The Data Warehouse Development Life Cycle
Oracle Data Warehouse Design
De-normalization And Data Warehouse Sizing
Now, let’s apply these principles to the analysis we conducted on
Guttbaum’s Grocery. The first step is to start with our 3NF model
from Figure 4.1 and locate the “facts,” which are always numerical
items at the bottom of the entity hierarchy. In our example,
quantity and sale_amount in the transaction entity are the facts.
Because these appear in the TRANSACTION table in our 3NF model for
Guttbaum’s Grocery, we can presume that the transaction table will
form the basis for our fact table for our data warehouse.

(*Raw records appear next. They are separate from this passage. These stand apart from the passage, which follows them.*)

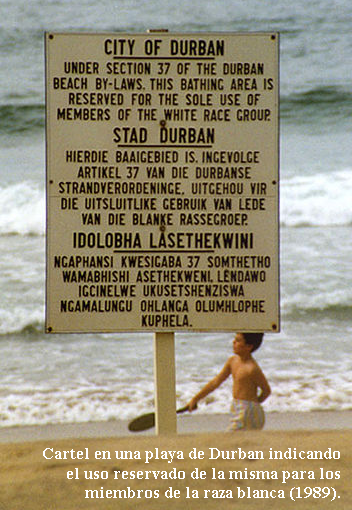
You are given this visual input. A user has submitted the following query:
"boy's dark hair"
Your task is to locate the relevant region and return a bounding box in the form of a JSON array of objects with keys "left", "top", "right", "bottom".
[{"left": 242, "top": 333, "right": 264, "bottom": 352}]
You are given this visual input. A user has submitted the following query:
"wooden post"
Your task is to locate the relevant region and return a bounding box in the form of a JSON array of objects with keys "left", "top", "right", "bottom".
[{"left": 154, "top": 333, "right": 177, "bottom": 435}]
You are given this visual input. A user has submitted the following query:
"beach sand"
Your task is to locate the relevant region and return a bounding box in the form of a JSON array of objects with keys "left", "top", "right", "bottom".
[{"left": 0, "top": 412, "right": 352, "bottom": 510}]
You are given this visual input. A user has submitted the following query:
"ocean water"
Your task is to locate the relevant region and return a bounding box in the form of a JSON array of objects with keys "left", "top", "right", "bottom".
[{"left": 0, "top": 0, "right": 352, "bottom": 426}]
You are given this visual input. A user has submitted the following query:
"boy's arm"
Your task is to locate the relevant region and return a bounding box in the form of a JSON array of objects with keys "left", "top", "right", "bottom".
[
  {"left": 188, "top": 357, "right": 232, "bottom": 412},
  {"left": 257, "top": 367, "right": 271, "bottom": 404}
]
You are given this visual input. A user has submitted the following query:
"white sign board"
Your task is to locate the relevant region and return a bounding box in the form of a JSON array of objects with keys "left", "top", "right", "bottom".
[{"left": 46, "top": 33, "right": 279, "bottom": 332}]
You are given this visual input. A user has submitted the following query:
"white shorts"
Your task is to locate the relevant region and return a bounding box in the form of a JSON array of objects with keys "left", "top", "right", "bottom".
[{"left": 229, "top": 399, "right": 265, "bottom": 430}]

However, here we return to an important point regarding data
aggregation. Our 3NF model for Guttbaum’s assumes that there will be
one row for each item on each and every transaction. Because
Guttbaum’s Grocery chain has 50 supermarkets, and an average of
3,000 customers each day for each supermarket, with an average of 10
items per transaction, we see that 1.5 million rows are added to
Guttbaum’s database each day. Assuming that each transaction row is
20 bytes, we need 30 MBs of disk space per day just to hold the
transactions, which translates into 30,000,000 X 365 days =
1,100,000,000,000 bytes, or 1.1 terabytes per year! Even with the
price of disk running at the relatively inexpensive rate of $100 per
gigabyte or $10,00 per terabyte, we may decide that the cost of disk
storage is prohibitively expensive to store this level of
transaction detail. One alternative to keeping the lowest level of
transaction detail would be to summarize the transaction data,
either by total per customer transaction or total by product
category. Of course, we may lose some information in this
summarization, but we would save a substantial amount of disk
storage expense. For details on the issues involved with data
aggregation and summarization, refer to Chapter 10, Oracle Data
Warehouse Utilities.
So, even if we can keep our transaction table rows to
20 bytes, the additional disk cost for adding another redundant data
item to the fact table is rather substantial. Each additional 20
bytes of data will cost Guttbaum’s $10,000 per year in additional
disk expense, so we must carefully consider which redundant data
items will appear in the fact table and which data items will reside
in the adjacent tables of our STAR schema design. Remember the
tradeoff--we are sacrificing disk costs for speed of data retrieval.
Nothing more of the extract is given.